ABC123	duplicate	Row1	?	duplicate	?

The duplicate-type-classifier will not be included in the final output so it doesn’t necessarily need to be corrected.

Apologies if this is a little convoluted, I can post additional details if needed if anyone has an idea on how to make this work. Thanks for taking a look.

takbb · July 26, 2023, 4:10pm

Hi @J_U ,

What is the duplicate-row-identifier (Iter #1) column and how is it being derived? Why does it show “Row 3” in the current result? You haven’t mentioned it in the text as far as I can see, but it appears to be the only difference between your current and required tables, so difficult to work out how to assist in what you are trying to do.

Would you be able to post the sample of data before the duplicate row filter is applied, so we can see more clearly what is going on.

One other question… in your data, how many columns will contain some missing values that you need to include as non-duplicates?

ArjenEX · July 26, 2023, 4:28pm

Hi @J_U

I think I get where you came from. Starting point:

To solve this:

Add a Row Filter node within the loop
Configure it to filter out empty rows based on a variable column.

image639×607 18.9 KB

The Column List loop automatically creates a flow variable for the current column it handles. Use this one to override the ColumnName.

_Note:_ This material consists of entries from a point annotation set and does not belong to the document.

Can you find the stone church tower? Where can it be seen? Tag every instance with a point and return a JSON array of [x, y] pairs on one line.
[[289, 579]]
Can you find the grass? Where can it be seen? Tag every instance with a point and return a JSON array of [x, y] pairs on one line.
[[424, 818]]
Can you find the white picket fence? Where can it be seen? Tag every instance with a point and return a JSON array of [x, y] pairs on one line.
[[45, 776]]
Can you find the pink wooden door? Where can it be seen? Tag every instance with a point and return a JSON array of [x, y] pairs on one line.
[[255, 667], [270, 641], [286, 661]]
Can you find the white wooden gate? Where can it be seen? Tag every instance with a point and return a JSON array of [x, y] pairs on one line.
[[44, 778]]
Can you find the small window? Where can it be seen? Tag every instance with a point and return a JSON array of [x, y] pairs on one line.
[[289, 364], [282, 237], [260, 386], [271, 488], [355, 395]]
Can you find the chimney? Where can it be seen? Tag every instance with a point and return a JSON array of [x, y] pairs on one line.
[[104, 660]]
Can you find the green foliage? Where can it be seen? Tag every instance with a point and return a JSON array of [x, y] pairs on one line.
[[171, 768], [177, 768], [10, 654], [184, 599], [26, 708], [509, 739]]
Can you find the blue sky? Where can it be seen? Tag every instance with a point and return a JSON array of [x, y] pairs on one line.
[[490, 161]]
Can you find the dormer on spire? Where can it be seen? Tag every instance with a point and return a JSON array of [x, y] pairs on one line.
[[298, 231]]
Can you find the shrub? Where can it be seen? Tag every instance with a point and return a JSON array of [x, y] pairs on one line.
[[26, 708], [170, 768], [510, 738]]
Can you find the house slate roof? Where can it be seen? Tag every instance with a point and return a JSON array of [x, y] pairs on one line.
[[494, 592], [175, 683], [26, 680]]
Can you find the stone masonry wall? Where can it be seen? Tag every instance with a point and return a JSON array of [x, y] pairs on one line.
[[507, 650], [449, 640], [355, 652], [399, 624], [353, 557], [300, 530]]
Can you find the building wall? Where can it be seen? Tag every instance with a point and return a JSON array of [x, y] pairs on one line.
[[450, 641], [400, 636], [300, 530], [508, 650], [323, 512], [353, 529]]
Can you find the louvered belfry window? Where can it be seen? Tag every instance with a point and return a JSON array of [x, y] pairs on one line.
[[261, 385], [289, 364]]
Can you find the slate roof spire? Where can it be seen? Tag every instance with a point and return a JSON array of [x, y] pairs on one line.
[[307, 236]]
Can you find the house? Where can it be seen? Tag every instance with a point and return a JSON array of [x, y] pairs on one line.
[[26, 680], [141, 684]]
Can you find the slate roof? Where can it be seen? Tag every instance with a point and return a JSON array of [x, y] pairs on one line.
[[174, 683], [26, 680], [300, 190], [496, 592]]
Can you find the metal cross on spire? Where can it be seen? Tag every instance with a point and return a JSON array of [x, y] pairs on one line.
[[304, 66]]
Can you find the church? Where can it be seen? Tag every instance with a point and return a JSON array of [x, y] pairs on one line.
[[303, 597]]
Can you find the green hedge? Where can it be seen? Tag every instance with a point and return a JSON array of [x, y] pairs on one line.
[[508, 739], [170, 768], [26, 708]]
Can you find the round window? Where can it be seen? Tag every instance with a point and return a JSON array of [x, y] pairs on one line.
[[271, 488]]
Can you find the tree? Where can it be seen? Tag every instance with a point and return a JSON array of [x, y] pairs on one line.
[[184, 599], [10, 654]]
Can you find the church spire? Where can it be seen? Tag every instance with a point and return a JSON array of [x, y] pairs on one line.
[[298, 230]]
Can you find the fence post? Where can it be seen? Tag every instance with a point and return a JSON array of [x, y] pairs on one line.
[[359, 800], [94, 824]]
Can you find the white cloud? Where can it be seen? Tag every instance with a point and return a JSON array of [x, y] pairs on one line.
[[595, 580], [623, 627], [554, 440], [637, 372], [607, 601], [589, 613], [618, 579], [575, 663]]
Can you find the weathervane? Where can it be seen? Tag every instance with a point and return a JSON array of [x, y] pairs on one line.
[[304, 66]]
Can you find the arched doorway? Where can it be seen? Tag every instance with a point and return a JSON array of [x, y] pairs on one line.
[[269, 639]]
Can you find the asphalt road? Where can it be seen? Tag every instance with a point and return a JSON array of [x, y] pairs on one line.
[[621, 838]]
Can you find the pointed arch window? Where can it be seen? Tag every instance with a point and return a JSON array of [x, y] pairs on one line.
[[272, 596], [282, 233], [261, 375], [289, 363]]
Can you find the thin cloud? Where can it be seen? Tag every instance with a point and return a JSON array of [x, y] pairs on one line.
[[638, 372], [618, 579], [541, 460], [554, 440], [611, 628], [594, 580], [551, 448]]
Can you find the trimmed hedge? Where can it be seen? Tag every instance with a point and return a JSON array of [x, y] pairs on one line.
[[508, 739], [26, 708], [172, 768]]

Make sure to have the appending version of the loop end. Final result:

Would this work?

J_U · July 26, 2023, 4:39pm

Hi @takbb ,

Thanks for your quick response, I have broken out your questions below for ease of reply:

What is the duplicate-row-identifier (Iter #1) column and how is it being derived?
The duplicate-type-classifier and duplicate-row-identifier columns are generated by the Duplicate Row Filter - I have “Keep Duplicate Rows” “Add column showing duplicates”, and “Add column identifying the ROWID of the chosen row for each duplicate row” selected for the node in its Advanced tab.

Why does it show “Row 3” in the current result?
That’s the question I am trying to resolve, it is puling in the ROWID of the chosen row for each duplicate row per the node settings above, which in my case is correct for rows that are non-null, but not for rows that are null.

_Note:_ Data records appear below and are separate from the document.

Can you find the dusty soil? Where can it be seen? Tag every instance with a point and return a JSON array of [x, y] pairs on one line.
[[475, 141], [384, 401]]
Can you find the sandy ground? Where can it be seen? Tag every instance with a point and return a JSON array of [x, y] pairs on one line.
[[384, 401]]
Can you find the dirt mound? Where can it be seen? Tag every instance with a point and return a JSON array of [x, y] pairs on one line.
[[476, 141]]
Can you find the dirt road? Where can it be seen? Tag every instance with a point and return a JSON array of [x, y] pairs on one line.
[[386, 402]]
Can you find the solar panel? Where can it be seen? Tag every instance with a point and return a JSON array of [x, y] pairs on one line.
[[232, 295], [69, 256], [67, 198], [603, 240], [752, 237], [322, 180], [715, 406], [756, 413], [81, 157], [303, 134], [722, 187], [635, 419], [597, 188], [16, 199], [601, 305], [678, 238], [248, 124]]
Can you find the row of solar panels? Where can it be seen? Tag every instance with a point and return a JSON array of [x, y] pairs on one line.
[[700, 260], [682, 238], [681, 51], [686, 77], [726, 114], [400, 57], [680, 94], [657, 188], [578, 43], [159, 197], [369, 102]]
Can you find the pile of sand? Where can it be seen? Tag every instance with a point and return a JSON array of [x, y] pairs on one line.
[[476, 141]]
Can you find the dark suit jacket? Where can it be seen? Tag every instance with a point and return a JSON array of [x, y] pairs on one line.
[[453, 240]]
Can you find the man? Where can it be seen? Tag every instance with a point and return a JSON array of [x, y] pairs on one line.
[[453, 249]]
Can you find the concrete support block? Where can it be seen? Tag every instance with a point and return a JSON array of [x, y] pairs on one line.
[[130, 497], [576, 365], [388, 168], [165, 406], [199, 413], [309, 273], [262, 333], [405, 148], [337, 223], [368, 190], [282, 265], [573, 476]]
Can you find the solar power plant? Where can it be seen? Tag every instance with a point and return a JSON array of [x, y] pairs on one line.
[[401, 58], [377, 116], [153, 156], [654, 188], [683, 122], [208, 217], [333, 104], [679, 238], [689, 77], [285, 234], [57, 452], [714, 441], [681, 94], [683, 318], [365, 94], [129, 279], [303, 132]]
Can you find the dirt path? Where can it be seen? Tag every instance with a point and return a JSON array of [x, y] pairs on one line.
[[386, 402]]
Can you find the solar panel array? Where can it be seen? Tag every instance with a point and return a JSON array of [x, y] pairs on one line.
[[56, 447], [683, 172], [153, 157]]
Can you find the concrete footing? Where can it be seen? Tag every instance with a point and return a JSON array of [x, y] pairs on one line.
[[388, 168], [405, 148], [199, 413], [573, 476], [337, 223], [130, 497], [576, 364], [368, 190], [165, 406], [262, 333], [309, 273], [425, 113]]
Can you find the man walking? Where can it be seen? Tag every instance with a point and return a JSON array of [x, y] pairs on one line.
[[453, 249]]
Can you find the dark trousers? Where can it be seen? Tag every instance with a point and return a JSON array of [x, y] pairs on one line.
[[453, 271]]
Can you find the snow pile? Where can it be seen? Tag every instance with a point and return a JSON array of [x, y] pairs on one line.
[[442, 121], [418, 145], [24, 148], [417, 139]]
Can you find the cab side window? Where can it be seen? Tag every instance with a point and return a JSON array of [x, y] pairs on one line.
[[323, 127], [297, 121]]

You haven’t mentioned it in the text as far as I can see, but it appears to be the only difference between your current and required tables, so difficult to work out how to assist in what you are trying to do.
Correct, that is the only difference, and the one I am trying to fix - by either preventing the Duplicate Row Filter from identifying nulls as duplicates, or by applying a workaround to refine it afterwards (or other possible solutions).

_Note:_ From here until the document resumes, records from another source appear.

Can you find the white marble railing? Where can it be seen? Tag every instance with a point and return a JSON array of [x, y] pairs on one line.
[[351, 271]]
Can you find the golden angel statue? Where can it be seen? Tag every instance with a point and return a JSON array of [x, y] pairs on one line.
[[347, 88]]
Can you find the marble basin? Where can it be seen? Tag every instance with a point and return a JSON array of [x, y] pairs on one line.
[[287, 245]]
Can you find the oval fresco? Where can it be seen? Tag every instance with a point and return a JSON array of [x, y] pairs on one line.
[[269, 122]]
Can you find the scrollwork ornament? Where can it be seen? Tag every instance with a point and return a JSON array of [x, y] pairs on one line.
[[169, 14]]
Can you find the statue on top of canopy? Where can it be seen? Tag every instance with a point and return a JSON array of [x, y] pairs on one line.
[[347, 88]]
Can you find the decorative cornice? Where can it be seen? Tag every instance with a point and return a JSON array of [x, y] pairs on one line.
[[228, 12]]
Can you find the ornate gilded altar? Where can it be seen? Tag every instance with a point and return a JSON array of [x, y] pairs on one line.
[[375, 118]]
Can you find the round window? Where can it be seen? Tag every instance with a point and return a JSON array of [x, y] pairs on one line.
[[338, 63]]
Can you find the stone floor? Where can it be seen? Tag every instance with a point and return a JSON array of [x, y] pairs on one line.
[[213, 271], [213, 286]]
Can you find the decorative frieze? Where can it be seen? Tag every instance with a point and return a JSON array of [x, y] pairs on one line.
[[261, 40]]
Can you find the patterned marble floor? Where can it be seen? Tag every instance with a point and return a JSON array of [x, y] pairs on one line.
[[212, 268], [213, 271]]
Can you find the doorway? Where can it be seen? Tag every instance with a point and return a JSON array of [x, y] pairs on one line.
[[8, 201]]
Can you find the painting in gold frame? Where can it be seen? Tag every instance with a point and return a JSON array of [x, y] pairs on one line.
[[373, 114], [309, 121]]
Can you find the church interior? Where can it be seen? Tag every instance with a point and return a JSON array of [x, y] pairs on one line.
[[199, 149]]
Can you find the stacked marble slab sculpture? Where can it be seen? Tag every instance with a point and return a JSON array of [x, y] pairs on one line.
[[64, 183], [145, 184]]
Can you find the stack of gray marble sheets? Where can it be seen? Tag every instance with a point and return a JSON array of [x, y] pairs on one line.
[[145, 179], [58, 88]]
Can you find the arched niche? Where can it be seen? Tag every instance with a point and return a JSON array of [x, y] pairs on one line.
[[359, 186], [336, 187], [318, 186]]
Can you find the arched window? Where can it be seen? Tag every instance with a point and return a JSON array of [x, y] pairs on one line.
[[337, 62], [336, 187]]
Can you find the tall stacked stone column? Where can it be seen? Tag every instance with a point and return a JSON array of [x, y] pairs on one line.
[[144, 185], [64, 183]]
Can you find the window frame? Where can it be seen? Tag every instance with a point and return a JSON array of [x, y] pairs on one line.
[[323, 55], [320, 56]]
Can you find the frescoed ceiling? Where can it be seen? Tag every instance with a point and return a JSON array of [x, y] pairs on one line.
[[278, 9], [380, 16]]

Would you be able to post the sample of data before the duplicate row filter is applied, so we can see more clearly what is going on.
Sure, here is a brief sample:

data_col	data_col (#01)
ABC123	XYZ000
DEF456	JKL111
GHI891	?
ABC123	?

One other question… in your data, how many columns will contain some missing values that you need to include as non-duplicates?
There will be multiple columns, the number varies each time. Most likely it will be in the low hundreds.

J_U · July 26, 2023, 5:05pm

@ArjenEX many thanks! That is exactly what was needed. Thanks for your help!

system · August 2, 2023, 5:05pm

This topic was automatically closed 7 days after the last reply. New replies are no longer allowed.